The patient was a 49-year-old man with cardio-pulmonary arrest. Resuscitation was likely to be successful. Sudden cardiac arrest occurred when the heart developed an arrhythmia that caused it to stop beating. He had a blood pressure of 59/34; and heart rate, 120 beats/min. The estimated Glasgow coma scale score was 3. His breathing was shallow. Pulmonary and abdominal examination were normal. The only available biological laboratory data were obtained at the moment of admission. These data showed the following values: serum total protein level of 6.7g/dl, serum albumin level of 4.2g/dl, and the factor XIII activity was 45%(normal, >70%).
PEG tube was placed by the standard technique without difficulty. But persistent infection of PEG site was discovered five days later. Despite several courses of therapy with different antibiotics and getting adequate nutrition, the fistula did not heal spontaneously (Fig 1). We removed PEG tube, and administrated intravenously a 240-U dose of factor XIII concentrate for 5 days. The fistula was minimized gradually and closed perfectly without infectious change. (Fig 2)
Hyperfibrinolysis is a pathological state encountered in clinical settings like liver transplantation, cardiopulmonary bypass, or trauma, and can result in severe bleeding and breakdown of the hemostatic system. A group of proteins in the blood called clotting factors work together to make a patch called a fibrin clot. The fibrin clot keeps the platelet plug in place and expands to seal the hole in the blood vessel and stop the bleeding.
Factor ⅩⅢ (fibrin stabilizing factor) has roles of stabilizing clot and cross-linking fibrin polymer, so the congenital factor ⅩⅢ deficient patient has clot unstability and delayed bleeding episodes. Factor XIII deficiency means we have less than the normal amount of factor XIII in our blood. Depending on the amount of factor XIII in your blood, we might have poor wound healing after a cut or surgery. It is also known as fibrin stabilization factor. It is needed for forming stable fibrin clots and for wounds to heal. It stabilizes blood clots by cross-linking the web of fibrin molecules (3.4). Blood coagulation factor XIII seems to play a key role in maintaining hemostasis and supporting tissue repair (5-7). Several studies have shown that factor XIII stimulates fibroblast proliferation and migration in vitro, thus ameliorating wound healing (8-10).
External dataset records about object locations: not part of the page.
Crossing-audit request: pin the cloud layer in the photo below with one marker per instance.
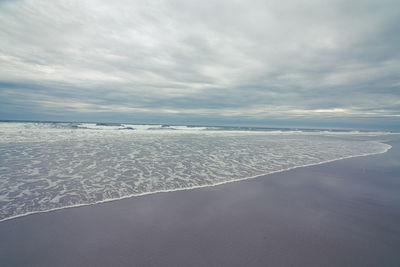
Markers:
(255, 62)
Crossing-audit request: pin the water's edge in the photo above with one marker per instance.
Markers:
(196, 187)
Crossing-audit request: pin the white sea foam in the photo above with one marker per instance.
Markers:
(45, 167)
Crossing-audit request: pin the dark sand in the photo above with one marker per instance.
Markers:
(343, 213)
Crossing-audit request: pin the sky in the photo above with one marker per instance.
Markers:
(270, 63)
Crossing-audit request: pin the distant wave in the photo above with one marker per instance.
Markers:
(47, 166)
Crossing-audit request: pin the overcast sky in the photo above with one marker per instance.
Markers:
(301, 63)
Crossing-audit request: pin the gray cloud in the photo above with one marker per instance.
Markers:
(257, 60)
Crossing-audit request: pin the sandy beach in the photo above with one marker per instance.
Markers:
(342, 213)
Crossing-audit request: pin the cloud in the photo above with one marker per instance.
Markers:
(216, 59)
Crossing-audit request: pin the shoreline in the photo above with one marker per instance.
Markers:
(342, 213)
(197, 187)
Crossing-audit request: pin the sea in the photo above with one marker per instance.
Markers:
(46, 166)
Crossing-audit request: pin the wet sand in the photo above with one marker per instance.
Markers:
(343, 213)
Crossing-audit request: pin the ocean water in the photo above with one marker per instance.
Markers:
(47, 166)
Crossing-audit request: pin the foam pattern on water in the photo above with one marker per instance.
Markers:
(84, 166)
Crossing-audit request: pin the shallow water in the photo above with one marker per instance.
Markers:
(46, 166)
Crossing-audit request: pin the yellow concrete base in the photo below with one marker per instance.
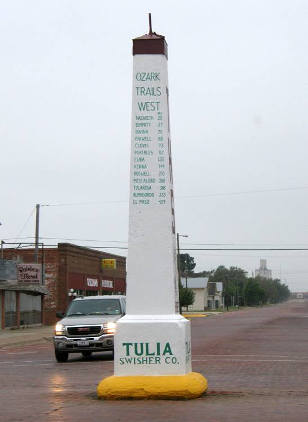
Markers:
(187, 386)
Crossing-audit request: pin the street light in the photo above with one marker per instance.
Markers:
(178, 235)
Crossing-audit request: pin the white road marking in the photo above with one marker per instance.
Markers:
(251, 360)
(261, 356)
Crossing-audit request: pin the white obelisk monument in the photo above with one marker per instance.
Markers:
(152, 341)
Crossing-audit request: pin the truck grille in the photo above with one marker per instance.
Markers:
(84, 331)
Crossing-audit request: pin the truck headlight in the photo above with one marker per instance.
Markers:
(110, 327)
(59, 329)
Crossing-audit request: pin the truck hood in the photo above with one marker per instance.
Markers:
(89, 320)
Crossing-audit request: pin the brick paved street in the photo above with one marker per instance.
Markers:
(256, 363)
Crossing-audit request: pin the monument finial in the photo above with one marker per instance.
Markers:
(150, 24)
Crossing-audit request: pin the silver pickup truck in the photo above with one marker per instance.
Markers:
(88, 326)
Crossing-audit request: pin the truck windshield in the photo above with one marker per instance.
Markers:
(94, 307)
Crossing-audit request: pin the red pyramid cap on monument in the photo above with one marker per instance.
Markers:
(150, 43)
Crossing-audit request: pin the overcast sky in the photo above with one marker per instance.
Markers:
(238, 76)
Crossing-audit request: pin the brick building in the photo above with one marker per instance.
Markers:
(73, 267)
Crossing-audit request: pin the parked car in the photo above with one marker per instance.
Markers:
(88, 326)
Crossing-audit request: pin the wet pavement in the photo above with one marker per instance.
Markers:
(256, 363)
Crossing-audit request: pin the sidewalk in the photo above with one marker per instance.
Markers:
(23, 336)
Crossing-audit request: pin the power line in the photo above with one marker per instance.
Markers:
(205, 195)
(23, 227)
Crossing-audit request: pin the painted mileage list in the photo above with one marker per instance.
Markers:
(150, 133)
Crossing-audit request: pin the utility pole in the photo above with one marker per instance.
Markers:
(178, 255)
(37, 232)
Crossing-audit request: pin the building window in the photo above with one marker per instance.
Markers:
(10, 316)
(30, 309)
(91, 293)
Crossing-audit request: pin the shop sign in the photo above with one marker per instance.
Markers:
(29, 273)
(109, 264)
(107, 283)
(92, 282)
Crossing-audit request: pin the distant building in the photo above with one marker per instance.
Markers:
(214, 298)
(65, 271)
(21, 294)
(198, 285)
(207, 295)
(263, 271)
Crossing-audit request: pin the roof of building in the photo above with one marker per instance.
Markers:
(23, 287)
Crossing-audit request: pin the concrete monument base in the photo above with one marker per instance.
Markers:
(188, 386)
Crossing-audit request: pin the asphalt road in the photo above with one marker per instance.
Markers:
(256, 363)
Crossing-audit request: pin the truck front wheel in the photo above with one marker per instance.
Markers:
(61, 356)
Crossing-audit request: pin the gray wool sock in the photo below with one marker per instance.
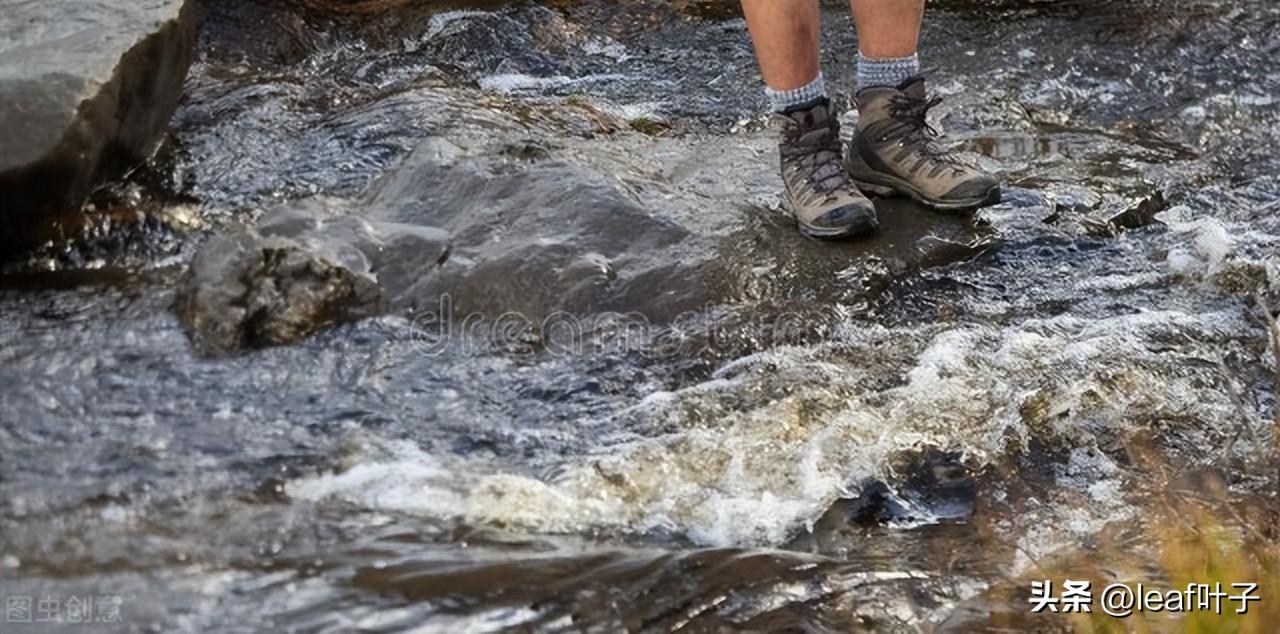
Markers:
(786, 100)
(886, 71)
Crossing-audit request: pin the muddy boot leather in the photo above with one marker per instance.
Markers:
(818, 191)
(895, 151)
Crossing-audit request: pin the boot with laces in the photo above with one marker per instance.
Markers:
(819, 194)
(895, 150)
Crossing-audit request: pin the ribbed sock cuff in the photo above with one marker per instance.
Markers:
(886, 71)
(786, 100)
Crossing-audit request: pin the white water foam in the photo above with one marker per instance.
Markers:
(757, 474)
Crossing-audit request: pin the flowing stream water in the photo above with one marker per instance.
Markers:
(726, 425)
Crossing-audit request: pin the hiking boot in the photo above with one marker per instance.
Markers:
(818, 191)
(895, 150)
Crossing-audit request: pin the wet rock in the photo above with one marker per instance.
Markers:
(305, 268)
(86, 91)
(549, 238)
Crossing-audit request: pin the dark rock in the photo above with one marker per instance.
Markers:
(301, 270)
(86, 92)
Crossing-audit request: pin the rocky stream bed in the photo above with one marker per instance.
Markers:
(472, 317)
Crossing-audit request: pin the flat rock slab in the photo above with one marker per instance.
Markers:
(86, 91)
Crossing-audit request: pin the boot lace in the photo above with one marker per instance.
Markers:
(818, 154)
(915, 131)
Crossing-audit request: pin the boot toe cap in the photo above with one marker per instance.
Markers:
(851, 219)
(977, 191)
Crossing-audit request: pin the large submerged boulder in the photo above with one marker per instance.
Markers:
(86, 91)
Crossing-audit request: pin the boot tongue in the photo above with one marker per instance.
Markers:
(812, 117)
(913, 87)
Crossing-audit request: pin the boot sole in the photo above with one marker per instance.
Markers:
(854, 231)
(891, 186)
Factor XIII may play a crucial role in connective tissue repair. Factor XIII activity was measured with the latex method, and should be increased to more than 70% of the normal value. (11) In the course of conservative treatment, the fistula did not heal spontaneously. We treated the patient with intravenous administration of a coagulation factor XIII concentrate (6 vials/day, Fibrogamin PⓇ, CSL Behring, Marburg, FRG) for 5 days. Fibrogammin PⓇ is a purified pasteurized Factor XIII concentrate produced by Aventis Behring in Marburg, Germany. Substitution of factor XIII seemed to result in a rapid improvement of wound healing. The sealing of the fistula with factor XIII concentrate represented an ideal alternative for treating this difficult complication. It shortened the time of closing, and should be considered in all cases of easy endoscopic access (12.13). This could also explain the beneficial effects of factor XIII in the treatment of refractory fistulas.
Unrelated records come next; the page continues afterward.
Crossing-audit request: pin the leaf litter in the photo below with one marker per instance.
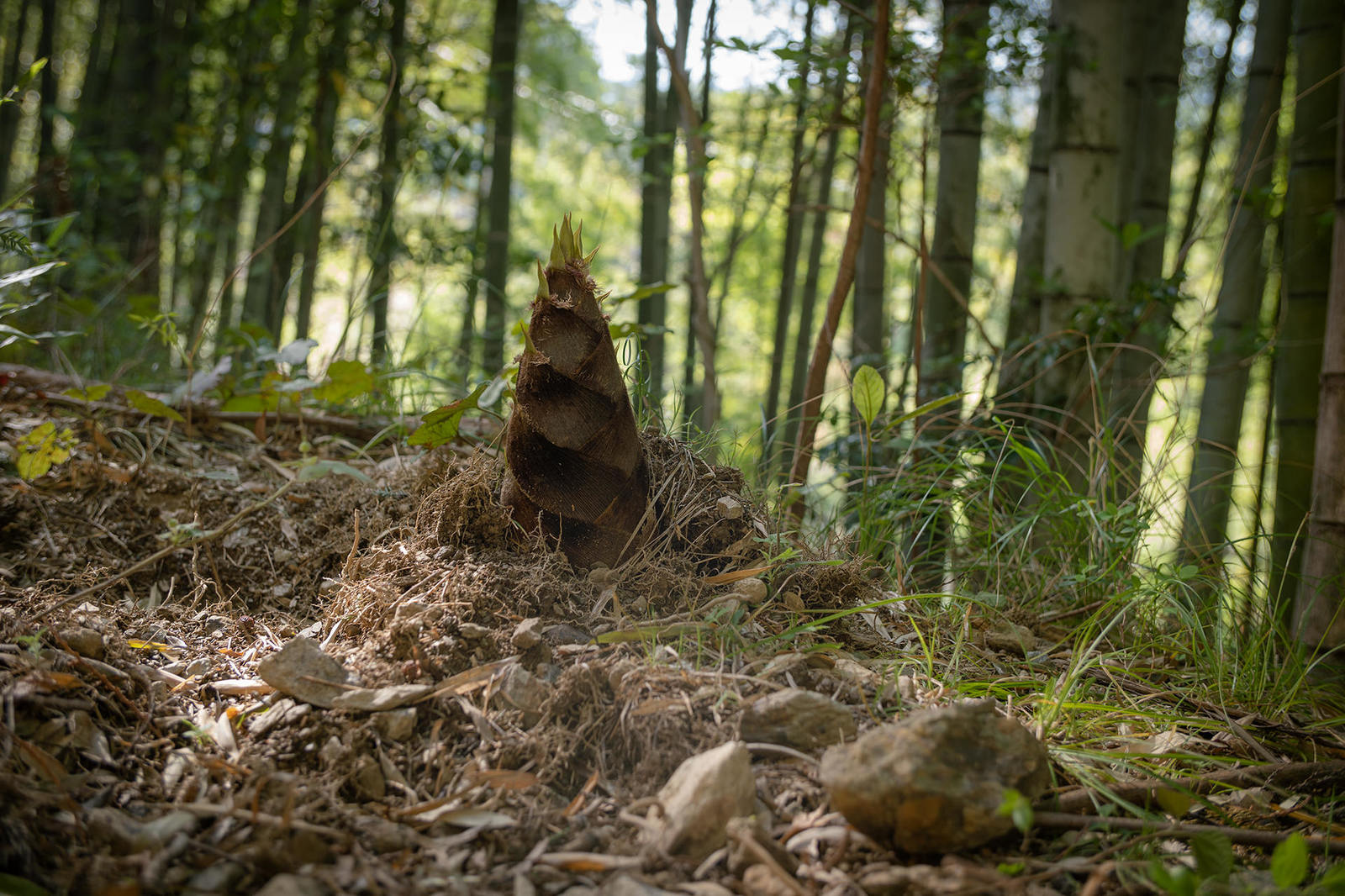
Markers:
(388, 687)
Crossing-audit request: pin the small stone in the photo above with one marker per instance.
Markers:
(701, 797)
(383, 835)
(565, 634)
(369, 777)
(751, 589)
(759, 880)
(528, 634)
(302, 670)
(524, 690)
(471, 631)
(1010, 638)
(287, 884)
(87, 642)
(217, 878)
(409, 609)
(333, 751)
(797, 717)
(627, 885)
(730, 508)
(397, 724)
(602, 576)
(934, 782)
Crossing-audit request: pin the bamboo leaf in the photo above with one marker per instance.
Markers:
(868, 389)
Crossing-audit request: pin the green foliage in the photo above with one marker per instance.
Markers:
(440, 425)
(152, 407)
(1017, 808)
(1289, 862)
(868, 390)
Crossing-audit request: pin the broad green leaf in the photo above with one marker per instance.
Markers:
(1289, 862)
(151, 405)
(320, 468)
(641, 293)
(298, 383)
(1214, 855)
(868, 389)
(253, 403)
(440, 425)
(1174, 802)
(1179, 880)
(346, 380)
(93, 393)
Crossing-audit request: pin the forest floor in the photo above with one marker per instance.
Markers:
(467, 714)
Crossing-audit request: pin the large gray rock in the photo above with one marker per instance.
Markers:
(701, 797)
(934, 782)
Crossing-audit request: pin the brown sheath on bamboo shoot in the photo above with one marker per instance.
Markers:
(575, 463)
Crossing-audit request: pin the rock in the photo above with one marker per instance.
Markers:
(396, 725)
(369, 777)
(217, 878)
(627, 885)
(373, 700)
(87, 642)
(565, 634)
(288, 884)
(704, 888)
(1010, 638)
(934, 782)
(383, 835)
(524, 690)
(759, 880)
(701, 797)
(797, 717)
(950, 878)
(751, 591)
(528, 634)
(127, 835)
(730, 508)
(302, 670)
(472, 631)
(602, 576)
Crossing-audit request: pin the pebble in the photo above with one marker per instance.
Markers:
(87, 642)
(797, 717)
(528, 634)
(934, 782)
(701, 797)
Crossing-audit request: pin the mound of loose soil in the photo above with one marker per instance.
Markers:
(147, 754)
(222, 673)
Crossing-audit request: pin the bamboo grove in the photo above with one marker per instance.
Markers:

Plasma factor XIII is participated in tissue remodeling and wound healing. We administrated factor XIII concentrate (6 vials/day, 5 days) with the following guidelines. We recognized the beneficial effects of factor XIII replacement therapy in patients with survival following pre-hospital cardiopulmonary arrest. We recommend factor XIII concentrate for ppersistent infections of the PEG site.